XVI Edición

Curso 2019 - 2020

Alejandro Quintana

La abeja que no
podía volar

Irene Beltrán, 15 años

Colegio Vilavella (Valencia)

Me gusta escribir. No me considero una profesional, pero me gusta. Además, es una afición que hace falta que se cultive. 

Al igual que en el desarrollo de una planta, la escritura necesita tiempo, dedicación y paciencia, y de cada uno de nosotros depende que el resultado sea una bella flor o una mala hierba. 

Hace poco me dispuse a escribir sin saber qué. <<Cualquier cosa>>, me dije. Necesitaba sacar algo misterioso de mi interior a lo que no sabía ponerle un nombre, por lo que no estaba segura de si en verdad existía o si era mero producto de mi capricho. 

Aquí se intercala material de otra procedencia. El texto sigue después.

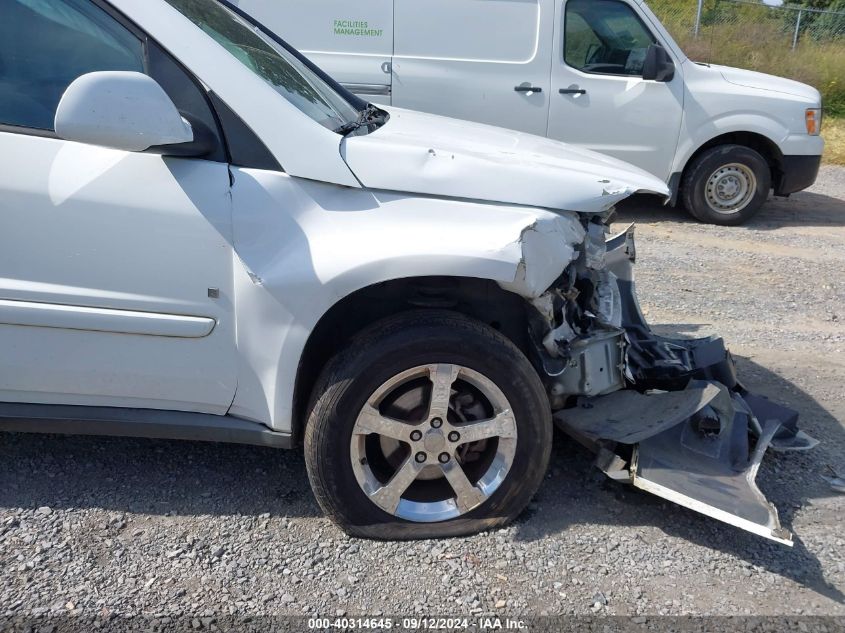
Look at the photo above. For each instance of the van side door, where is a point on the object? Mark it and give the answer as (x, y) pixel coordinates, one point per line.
(480, 61)
(352, 42)
(599, 98)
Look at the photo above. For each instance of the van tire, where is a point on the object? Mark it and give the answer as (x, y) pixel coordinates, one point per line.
(726, 185)
(393, 347)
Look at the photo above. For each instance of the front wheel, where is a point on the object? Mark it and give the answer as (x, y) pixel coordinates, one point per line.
(428, 425)
(726, 185)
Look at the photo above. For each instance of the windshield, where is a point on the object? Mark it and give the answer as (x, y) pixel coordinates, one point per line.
(288, 75)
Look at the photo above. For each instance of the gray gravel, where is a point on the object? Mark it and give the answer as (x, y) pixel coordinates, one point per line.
(101, 527)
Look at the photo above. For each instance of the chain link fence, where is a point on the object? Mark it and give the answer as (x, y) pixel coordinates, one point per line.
(788, 40)
(788, 25)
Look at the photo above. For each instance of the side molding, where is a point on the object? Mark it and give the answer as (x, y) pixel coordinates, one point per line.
(70, 317)
(148, 423)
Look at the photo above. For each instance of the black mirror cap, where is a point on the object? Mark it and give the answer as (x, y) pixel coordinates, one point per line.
(658, 66)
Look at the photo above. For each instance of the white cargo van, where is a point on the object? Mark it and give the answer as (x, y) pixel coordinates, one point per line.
(602, 74)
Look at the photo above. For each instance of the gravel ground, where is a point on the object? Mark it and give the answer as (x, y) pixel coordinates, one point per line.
(98, 527)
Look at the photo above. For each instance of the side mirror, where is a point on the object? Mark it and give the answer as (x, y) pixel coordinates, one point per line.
(121, 110)
(658, 66)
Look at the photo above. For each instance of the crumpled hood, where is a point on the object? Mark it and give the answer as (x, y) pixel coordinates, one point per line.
(429, 154)
(762, 81)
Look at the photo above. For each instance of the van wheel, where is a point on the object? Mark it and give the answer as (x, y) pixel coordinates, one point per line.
(427, 425)
(726, 185)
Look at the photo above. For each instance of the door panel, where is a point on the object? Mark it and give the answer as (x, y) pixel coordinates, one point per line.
(106, 261)
(599, 99)
(475, 60)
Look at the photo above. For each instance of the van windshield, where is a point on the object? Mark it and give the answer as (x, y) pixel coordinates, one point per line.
(287, 74)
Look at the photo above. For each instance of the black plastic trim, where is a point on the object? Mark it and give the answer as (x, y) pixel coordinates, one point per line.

Me senté de cara al sol que nos vigila desde el cielo, al que siento tan cerca y tan lejos a la vez, con un ejército de edificios a mis espaldas, como ladrones al acecho de mis ideas. De hecho sentí que me las habían robado, porque se habían borrado aquellas que atesoraba desde hacía un tiempo. ¿Por qué será que cuando tenemos la cabeza llena de propuestas literarias, de personajes, de ambientaciones, de pronto desaparecen sin dejar recuerdo? <<Tal vez no haya llegado el momento de dotarlos de vida>>, me dije. 

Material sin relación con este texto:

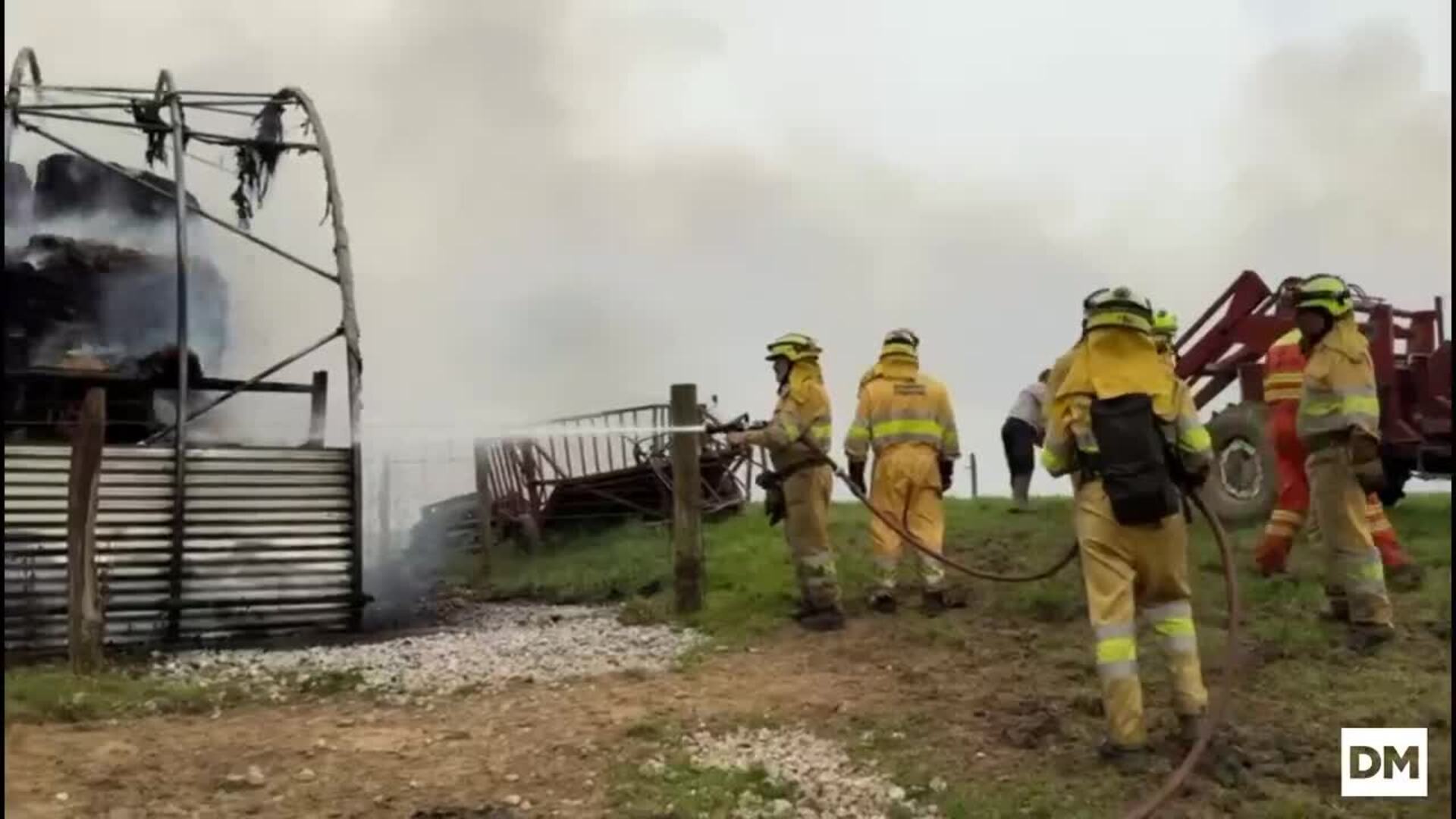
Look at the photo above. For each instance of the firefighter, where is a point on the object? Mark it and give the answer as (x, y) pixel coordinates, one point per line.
(801, 483)
(906, 417)
(1128, 507)
(1283, 376)
(1340, 426)
(1165, 327)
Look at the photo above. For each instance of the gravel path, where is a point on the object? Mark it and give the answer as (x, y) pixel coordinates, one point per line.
(485, 645)
(827, 783)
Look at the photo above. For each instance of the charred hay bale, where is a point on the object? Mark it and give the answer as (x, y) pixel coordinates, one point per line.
(71, 186)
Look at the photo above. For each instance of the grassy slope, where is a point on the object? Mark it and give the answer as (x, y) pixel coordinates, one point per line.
(1301, 686)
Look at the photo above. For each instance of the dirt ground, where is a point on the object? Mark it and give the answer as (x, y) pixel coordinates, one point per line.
(1009, 708)
(551, 746)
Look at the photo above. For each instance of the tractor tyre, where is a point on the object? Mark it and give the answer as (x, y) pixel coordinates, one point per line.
(1397, 472)
(1244, 483)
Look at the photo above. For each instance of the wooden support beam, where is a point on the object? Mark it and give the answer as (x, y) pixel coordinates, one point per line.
(318, 407)
(484, 502)
(688, 503)
(85, 617)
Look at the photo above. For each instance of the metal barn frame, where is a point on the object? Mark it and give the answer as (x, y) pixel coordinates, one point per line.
(165, 93)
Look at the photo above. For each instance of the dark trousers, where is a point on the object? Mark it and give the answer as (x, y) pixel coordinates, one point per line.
(1019, 438)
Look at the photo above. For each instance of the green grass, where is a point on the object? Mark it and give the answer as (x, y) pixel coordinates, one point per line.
(50, 692)
(682, 789)
(1299, 687)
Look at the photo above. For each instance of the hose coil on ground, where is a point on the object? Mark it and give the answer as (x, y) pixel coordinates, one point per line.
(1220, 697)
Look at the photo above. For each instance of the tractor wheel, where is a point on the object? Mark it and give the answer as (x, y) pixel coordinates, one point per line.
(1244, 484)
(1397, 472)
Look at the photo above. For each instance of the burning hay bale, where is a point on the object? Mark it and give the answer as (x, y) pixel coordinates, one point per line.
(487, 646)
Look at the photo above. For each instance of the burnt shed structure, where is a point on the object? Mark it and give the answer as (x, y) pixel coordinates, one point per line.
(194, 542)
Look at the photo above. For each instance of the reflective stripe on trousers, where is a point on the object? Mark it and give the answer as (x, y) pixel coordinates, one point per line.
(1353, 561)
(1125, 569)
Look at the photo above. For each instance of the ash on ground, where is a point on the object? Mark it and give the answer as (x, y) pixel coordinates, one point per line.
(826, 781)
(482, 646)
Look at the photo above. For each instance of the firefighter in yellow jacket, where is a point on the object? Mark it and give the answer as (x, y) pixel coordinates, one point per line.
(1340, 426)
(906, 417)
(1125, 428)
(801, 477)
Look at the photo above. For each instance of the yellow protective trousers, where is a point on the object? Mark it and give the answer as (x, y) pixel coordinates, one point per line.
(1354, 577)
(1128, 570)
(805, 528)
(906, 487)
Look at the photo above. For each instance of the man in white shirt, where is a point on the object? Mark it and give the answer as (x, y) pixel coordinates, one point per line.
(1021, 433)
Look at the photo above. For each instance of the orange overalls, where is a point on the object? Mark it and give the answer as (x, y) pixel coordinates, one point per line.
(1283, 375)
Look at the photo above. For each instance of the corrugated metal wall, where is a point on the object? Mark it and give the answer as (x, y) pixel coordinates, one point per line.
(271, 542)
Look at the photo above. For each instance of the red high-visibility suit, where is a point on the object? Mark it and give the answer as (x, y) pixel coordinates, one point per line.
(1283, 375)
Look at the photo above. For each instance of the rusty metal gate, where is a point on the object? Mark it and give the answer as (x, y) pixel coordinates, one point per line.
(603, 475)
(270, 544)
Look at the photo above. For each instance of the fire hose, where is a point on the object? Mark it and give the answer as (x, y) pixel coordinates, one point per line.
(1219, 701)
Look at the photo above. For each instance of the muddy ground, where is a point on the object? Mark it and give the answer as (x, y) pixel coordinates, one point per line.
(982, 713)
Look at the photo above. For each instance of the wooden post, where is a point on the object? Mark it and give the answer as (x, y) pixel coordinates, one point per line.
(85, 618)
(318, 407)
(484, 500)
(688, 502)
(384, 506)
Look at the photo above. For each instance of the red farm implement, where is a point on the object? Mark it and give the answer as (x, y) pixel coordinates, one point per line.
(1413, 362)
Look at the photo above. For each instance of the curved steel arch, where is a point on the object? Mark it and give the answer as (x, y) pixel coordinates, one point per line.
(168, 93)
(12, 93)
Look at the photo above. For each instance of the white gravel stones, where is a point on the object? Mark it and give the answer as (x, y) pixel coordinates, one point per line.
(826, 781)
(487, 645)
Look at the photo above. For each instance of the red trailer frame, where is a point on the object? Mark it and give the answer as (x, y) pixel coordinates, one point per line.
(1413, 362)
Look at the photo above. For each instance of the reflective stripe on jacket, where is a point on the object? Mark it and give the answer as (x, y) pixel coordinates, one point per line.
(1338, 391)
(1285, 369)
(802, 409)
(1138, 369)
(902, 406)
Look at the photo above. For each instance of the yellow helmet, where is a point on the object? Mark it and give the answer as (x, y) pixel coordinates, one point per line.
(794, 347)
(900, 341)
(1329, 293)
(1165, 324)
(1117, 306)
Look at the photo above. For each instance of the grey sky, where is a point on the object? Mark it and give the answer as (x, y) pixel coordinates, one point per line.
(565, 206)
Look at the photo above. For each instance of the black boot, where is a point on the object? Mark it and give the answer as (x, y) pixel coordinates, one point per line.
(883, 602)
(1366, 639)
(934, 604)
(1130, 761)
(1338, 611)
(824, 620)
(1405, 577)
(1021, 493)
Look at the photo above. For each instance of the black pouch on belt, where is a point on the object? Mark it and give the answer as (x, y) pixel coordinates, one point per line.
(774, 504)
(1131, 460)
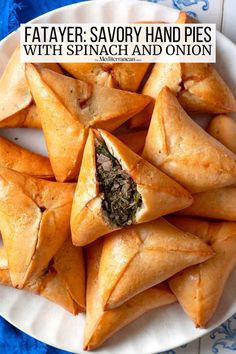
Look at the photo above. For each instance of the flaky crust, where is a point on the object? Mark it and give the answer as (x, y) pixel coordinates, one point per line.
(183, 150)
(134, 140)
(101, 325)
(136, 258)
(53, 283)
(217, 204)
(117, 75)
(15, 95)
(160, 194)
(22, 160)
(223, 128)
(34, 222)
(199, 288)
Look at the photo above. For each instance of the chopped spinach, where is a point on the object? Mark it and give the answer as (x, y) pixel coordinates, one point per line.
(121, 198)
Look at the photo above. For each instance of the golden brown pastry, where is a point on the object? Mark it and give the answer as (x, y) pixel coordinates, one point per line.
(22, 160)
(136, 258)
(217, 204)
(15, 94)
(34, 222)
(184, 151)
(101, 325)
(124, 76)
(67, 107)
(134, 140)
(116, 188)
(27, 118)
(223, 128)
(198, 87)
(199, 288)
(62, 282)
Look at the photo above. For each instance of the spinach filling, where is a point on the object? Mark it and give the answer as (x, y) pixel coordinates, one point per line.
(121, 198)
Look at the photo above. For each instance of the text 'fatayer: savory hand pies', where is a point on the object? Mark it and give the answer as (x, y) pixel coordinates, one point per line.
(117, 188)
(67, 107)
(199, 288)
(62, 281)
(183, 150)
(135, 258)
(100, 324)
(34, 222)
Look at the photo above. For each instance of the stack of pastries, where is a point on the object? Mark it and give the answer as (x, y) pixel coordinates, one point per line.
(102, 199)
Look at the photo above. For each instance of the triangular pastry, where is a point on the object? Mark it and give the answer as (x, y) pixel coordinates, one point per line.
(67, 291)
(22, 160)
(136, 258)
(183, 150)
(124, 76)
(223, 128)
(27, 118)
(199, 288)
(217, 204)
(15, 95)
(67, 107)
(198, 86)
(34, 222)
(116, 188)
(134, 140)
(101, 325)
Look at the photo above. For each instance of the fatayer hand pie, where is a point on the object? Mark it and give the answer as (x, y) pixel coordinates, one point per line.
(15, 95)
(22, 160)
(184, 151)
(134, 140)
(67, 107)
(100, 325)
(124, 76)
(199, 288)
(34, 222)
(223, 128)
(62, 281)
(117, 188)
(217, 204)
(134, 259)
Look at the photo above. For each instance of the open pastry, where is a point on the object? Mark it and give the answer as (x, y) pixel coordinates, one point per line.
(22, 160)
(136, 258)
(67, 107)
(62, 282)
(15, 95)
(124, 76)
(34, 222)
(184, 151)
(100, 325)
(134, 140)
(198, 86)
(117, 188)
(223, 128)
(217, 204)
(199, 288)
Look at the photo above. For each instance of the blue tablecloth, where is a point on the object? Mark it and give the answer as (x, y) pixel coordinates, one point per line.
(12, 14)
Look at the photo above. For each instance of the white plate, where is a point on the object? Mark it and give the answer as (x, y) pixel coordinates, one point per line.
(158, 330)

Así que me puse los cascos para disfrutar de algunas canciones que no me canso de escuchar, mientras observaba alrededor, dispuesta a esperar el momento adecuado para que las letras de aquellos temas musicales me ayudaran a cazar palabras que se unieran con un significado, para enseguida depositarlas suavemente en el papel. 

Para mi sorpresa, en aquel lugar y momento sucedían muchas cosas que suelen pasarme desapercibidas: una abeja que, al parecer, no sabía utilizar sus alas, rondaba mis pies como si estuviera mareada. Al mismo tiempo cantaban de fondo unos pájaros, clamando por su libertad desde jaulas de hierro. Y un padre y su hija jugaban en una terraza vecina; oí la risa de la niña a pesar de tener la música puesta. 

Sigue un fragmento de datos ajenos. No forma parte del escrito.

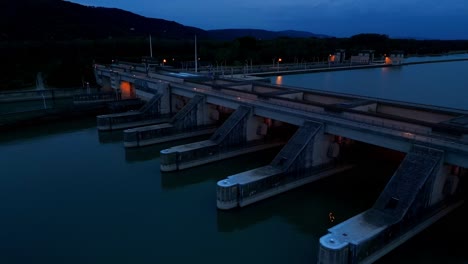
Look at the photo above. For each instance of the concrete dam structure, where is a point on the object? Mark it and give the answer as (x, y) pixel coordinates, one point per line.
(317, 132)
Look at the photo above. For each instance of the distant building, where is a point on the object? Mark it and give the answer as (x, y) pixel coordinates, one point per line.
(338, 57)
(396, 57)
(364, 57)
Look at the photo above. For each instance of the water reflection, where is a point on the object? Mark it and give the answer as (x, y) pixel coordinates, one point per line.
(44, 128)
(308, 207)
(107, 137)
(216, 171)
(152, 151)
(279, 80)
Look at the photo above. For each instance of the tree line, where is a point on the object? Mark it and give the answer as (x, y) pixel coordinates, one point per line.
(69, 63)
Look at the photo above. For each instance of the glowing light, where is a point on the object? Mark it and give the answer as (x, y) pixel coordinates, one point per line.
(279, 80)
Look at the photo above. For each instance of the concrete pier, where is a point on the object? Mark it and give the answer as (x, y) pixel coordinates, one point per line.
(308, 156)
(421, 191)
(195, 119)
(238, 135)
(147, 115)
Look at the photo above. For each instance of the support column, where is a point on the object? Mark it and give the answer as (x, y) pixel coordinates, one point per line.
(421, 191)
(235, 137)
(304, 159)
(192, 120)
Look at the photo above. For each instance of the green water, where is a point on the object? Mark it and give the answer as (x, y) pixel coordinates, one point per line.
(71, 195)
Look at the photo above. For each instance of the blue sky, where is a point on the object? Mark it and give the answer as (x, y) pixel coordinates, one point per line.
(447, 19)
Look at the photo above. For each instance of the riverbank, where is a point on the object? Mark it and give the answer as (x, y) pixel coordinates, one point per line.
(339, 68)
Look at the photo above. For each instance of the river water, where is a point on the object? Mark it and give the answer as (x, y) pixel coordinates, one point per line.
(69, 194)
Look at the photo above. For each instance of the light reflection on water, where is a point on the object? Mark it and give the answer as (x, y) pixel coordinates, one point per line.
(69, 194)
(439, 84)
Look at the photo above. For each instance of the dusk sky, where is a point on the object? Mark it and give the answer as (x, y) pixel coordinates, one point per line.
(341, 18)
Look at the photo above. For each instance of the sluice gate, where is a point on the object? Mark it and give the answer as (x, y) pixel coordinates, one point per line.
(302, 160)
(147, 114)
(421, 191)
(188, 122)
(229, 140)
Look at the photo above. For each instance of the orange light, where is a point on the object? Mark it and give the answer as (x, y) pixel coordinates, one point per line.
(126, 90)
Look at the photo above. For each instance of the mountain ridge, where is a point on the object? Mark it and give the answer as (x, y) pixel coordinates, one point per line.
(62, 20)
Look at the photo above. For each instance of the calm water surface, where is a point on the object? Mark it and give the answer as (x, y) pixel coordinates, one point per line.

De pronto caí en la cuenta de que no necesitaba nuevos personajes, ni que estos tuvieran poderes mágicos ni habitaran entre árboles de caramelo. Tenía el poder de transformar la selva de edificios que tenía a mis espaldas en un parque de atracciones para las aves extraviadas que, de pronto, eran libres. Podía darle unas alas nuevas a esa abeja y ponerme a volar junto a ella por lugares maravillosos. Podía unirme al padre y a su hija para jugar al escondite con ellos. Me bastaba la imaginación. Es decir, podía escribir sobre cualquier cosa a partir de lo que captaban mis sentidos. 

Poco después empecé un relato en el que un padre y su hija, mientras saltaban de tejado en tejado, trataban de encontrar a una pequeña abeja que no podía volar. No sabían ellos que gracias a una pequeña escritora, el insecto había conseguido nuevas alas para surcar el cielo.